Elazar wanted a game on the computer (Geometry Dash). Our computer is not top of the line, and apparently the program that you need so you can have apps on desktops doesn't work on our computer because our graphics are not advanced enough. So Elazar decided to save up for a tablet. He's 8. Chana bought herself an ipad when she was 12, half with money she had saved up plus half given to her by us for babysitting for a year for me while I taught. The boys have no phones, no tablets, and no ipads. Even though I allow unlimited TV and unlimited video games (we have gamecube and my brother lent us his xbox about a year ago) and unlimited computer, the kids are not allowed to touch our phones and they are restricted to the desktop in the main area and my old chromebook whose screen is green and wobbly. And there are 2 or 3 Nintendo DS's lying around, but nobody has used them in a while. Jack (not yet 6) has a Nintend 2DS that he saved up for for about 2 years.

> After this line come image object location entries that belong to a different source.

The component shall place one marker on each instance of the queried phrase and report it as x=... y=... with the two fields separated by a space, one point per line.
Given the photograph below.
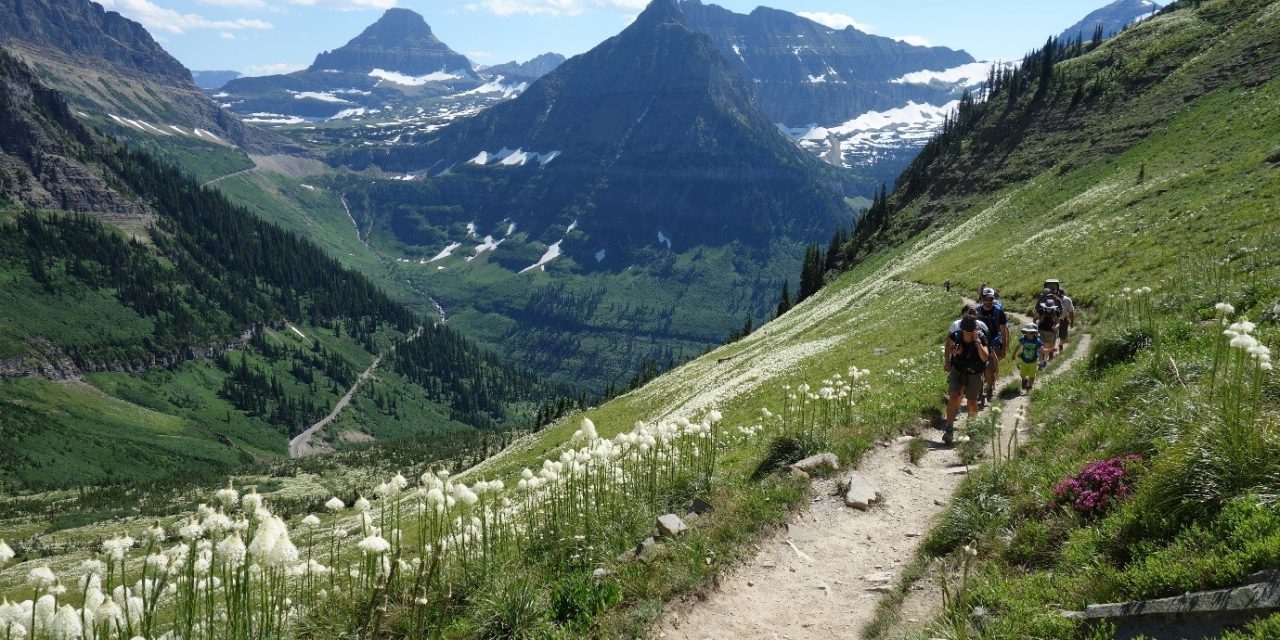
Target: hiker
x=991 y=312
x=1048 y=315
x=967 y=357
x=1068 y=319
x=968 y=310
x=1029 y=347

Elazar finally saved up about 78 dollars since Rosh Hashana and wanted to buy himself a tablet. I agreed to get him one and found one for a good price. It was such a good price I almost bought one or two more for the other boys. But I feel strongly that devices have to be earned. Chana got her first computer because I was on bedrest and my brother gave her his old one for being my go-fer for 8 weeks. She got her second computer as a siyum for Shmos. She will get her upgraded computer (it's been about 4 years) when she finishes Devarim. So I held off and didn't get the boys tablets. I was waiting to give Elazar his tablet for Pesach. (We don't do birthday gifts or Chanuka gifts but we do give a gift for Rosh Hashana, Succos, Shemini Atzeres, Pesach, and Shavuos.)
Today, Elazar realized that he himself was paying for it, so he shouldn't have to wait until Pesach. I thought that was an excellent point. However, I wanted to give it to him for some type of siyum. I mentioned that if he ever finishes halacha yomi, I will get him a top of the line gaming computer so that he can play the latest version of minecraft (ours is so slow and old we need to run a previous version; I am not sure what they are up to but we can run 8 and not 11 or something like that). I told him it took Chana almost 7 years to learn the Chamisha Chumshei Torah, so it will take years to go through all of Shulchan Aruch. So we were trying to think of what he can do for the tablet. Since he still can't read, I asked him what he thought about reading Shema. He thought that was a good idea.
When we got home, the tablet had arrived. Elazar tried it out and he loves it. (Unfortunately, it has speech-to-text, which means he won't need to learn how to write for searches anymore.)
When he started reading Shema, I realized that it was going to take him a while to gain enough fluency to earn his tablet. And it might be a good idea if he wouldn't have to wait until completing Shema to use the tablet, so that he doesn't get discouraged and give up. Why not read some and then earn an hour of playtime? He's been reading a line and earning an hour. I set the timer. Then he wants to read another line and earn an hour. He's basically doing the same multimedia use that he generally does, but he's been reading to earn time.
I assume this is not strictly in the spirit of unschooling, where I would not be pushing him to read Hebrew before he himself feels like doing it. I guess I'm still a bit too chicken to do that.
On the other hand, I feel pretty strongly that it is so easy to spoil the kids in our society full of abundance. Kids used to have to help for hours with chores that were necessary for survival. Adults used to have to spend a day baking bread and a day doing laundry by the river. Now kids have so much free time and so little input in contributing to survival that I feel like I'm often fighting against a mentality of "בא לי"/"It's coming to me," I should get it because I want it. A sense of entitlement.
I want there to be a sense of working for it. And I want to cultivate a sense of "הוי עמלים בתורה" the area for toil is Torah. I want the excitement and delight of his first tablet forever mingled with the accomplishment of Torah.